New Delhi: A day before the third meeting of a group of cabinet ministers finalizing a new pharmaceuticals policy for the country, Union minister for chemicals and fertilizers Ram Vilas Paswan has said his ministry is firm on bringing in a broader range of drugs under mandatory price controls and he wants the new policy to become law soon.
At the Wednesday meeting of the so-called GoM, short for group of ministers, Paswan and senior officials of his ministry will present before the group a survey by drugs price regulator National Pharmaceutical Pricing Authority or NPPA which has found that prices rose just 1% yearly for those medications brought under control in 1994, while drugs that were taken out of price controls expanded by one-tenth annually.
In public interest: Chemicals and fertilizers minister Ram Vilas Paswan. (Photo: Madhu Kapparath/Mint)
Both Paswan and public health groups supporting a tighter price regime for drugs are hoping the GoM meeting will finally set the contentious policy—in the making for more than three years—off in the direction of the cabinet and bring under price control some 354 medicines identified as essential drugs by the ministry.
Currently, the prices of 74 chemicals that go into making medicines are controlled. Also in the reckoning are proposals such as the cancer assistance fund, countrywide drug banks and a health insurance programme.
“We have written to the Prime Minister twice to expedite the process because all of the recommendations are for the common man. We want that whatever has to be done should be done quickly so that the cabinet can take a view on it,” said Paswan in an interview. He is banking on a “general instruction from the Prime Minister’s Office to speed up work on all the pending GOMs” to get the policy approved by the GoM soon.
The seven-member GoM, headed by agriculture minister Sharad Pawar, is meeting after a gap of more than four months. The policy was referred to the group in January last year.
Drug price activist Amit Sengupta said he finds “the sense of urgency” missing in getting the policy through. “The industry is anyway comfortable with nothing happening or changing on this front,” he added.

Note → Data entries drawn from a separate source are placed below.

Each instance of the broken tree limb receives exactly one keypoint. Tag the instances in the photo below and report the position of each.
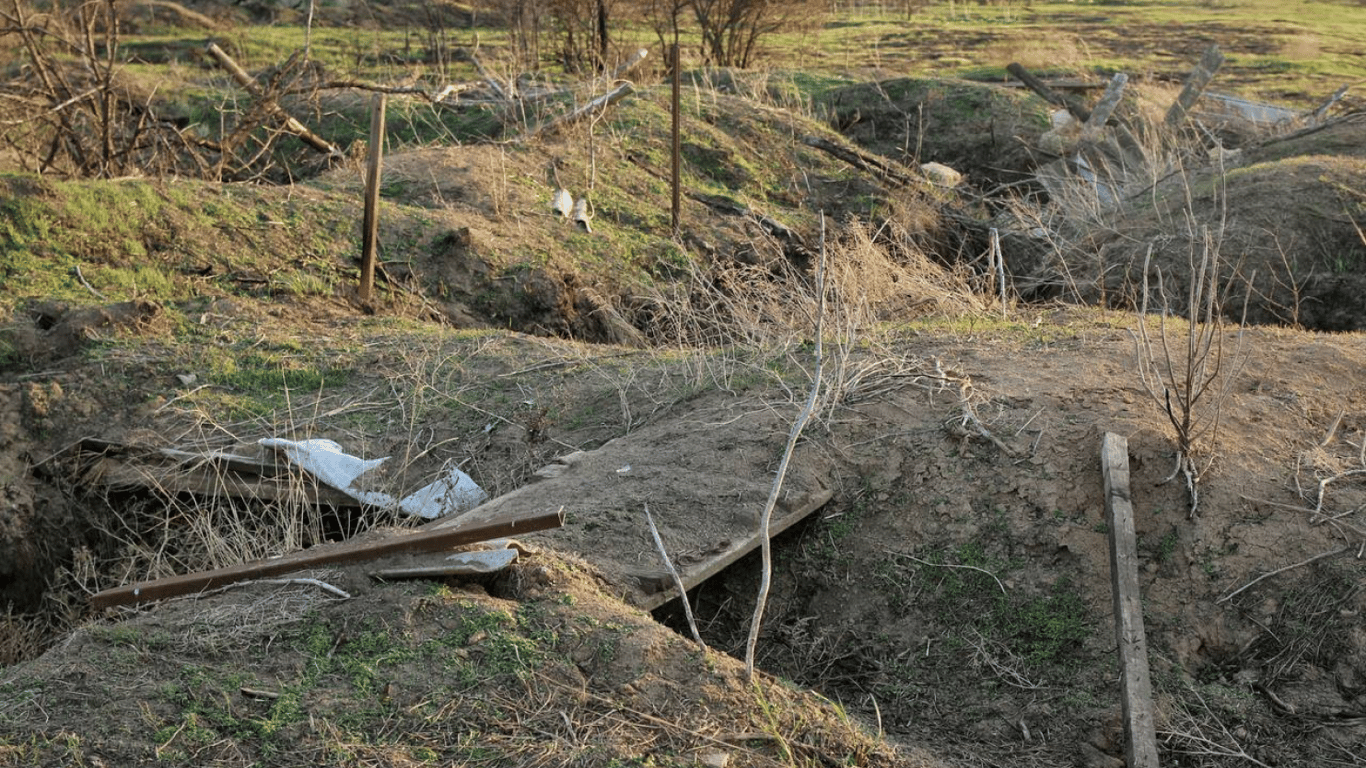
(321, 555)
(881, 168)
(596, 105)
(1135, 685)
(499, 89)
(1317, 115)
(1047, 93)
(254, 89)
(794, 435)
(1195, 85)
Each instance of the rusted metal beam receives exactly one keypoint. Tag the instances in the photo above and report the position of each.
(324, 555)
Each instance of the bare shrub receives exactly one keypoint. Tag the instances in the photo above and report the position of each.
(1189, 373)
(731, 29)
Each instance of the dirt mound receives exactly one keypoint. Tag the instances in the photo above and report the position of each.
(982, 130)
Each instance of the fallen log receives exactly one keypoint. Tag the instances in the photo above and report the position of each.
(1047, 93)
(881, 168)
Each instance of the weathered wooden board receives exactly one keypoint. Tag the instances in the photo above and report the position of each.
(1135, 683)
(426, 540)
(704, 489)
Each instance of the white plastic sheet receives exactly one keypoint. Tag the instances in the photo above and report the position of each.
(325, 459)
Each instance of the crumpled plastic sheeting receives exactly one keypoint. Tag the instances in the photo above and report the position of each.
(452, 492)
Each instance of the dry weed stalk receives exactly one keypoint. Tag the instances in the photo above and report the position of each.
(765, 544)
(1190, 376)
(1198, 731)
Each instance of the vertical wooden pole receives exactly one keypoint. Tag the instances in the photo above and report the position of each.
(1104, 108)
(1135, 685)
(370, 226)
(676, 148)
(1195, 85)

The Indian drug industry is clear that it doesn’t want the new policy, in its current form, to become a law. Two industry executives, who declined to be quoted, said they prefer the current stalemate on the policy to its implementation.
Local drug makers say widespread price control will affect their profitability and make the business of price-controlled drugs unviable.
D.G. Shah, secretary general of industry lobby Indian Pharmaceutical Alliance, had said in his presentation at a September meeting of the GoM that the current policy would drag the industry profitability down to 1.4%—some 86% less than the current levels—and hit their ability to invest, export and even raise money from the markets.
Paswan countered this argument. “If a drug that costs 20 paise to the drug maker is being sold at a price of Rs37, how will price reduction cause losses to companies?” he asked, without elaborating which drug he was referring to.
The minister also defended NPPA’s rulings bringing about two dozen drugs under control by invoking a rule under the Drug Price Control Order or DPCO, the main pricing law for the local drug industry, that justifies such decisions in public interest. “Between 1998 and 2006, the power to exercise Para 10(b) was withdrawn from NPPA and we have reinstated it. We want to equip NPPA even more and that is part of the policy,” said Paswan. Para 10(b) is the public interest rule under the DPCO.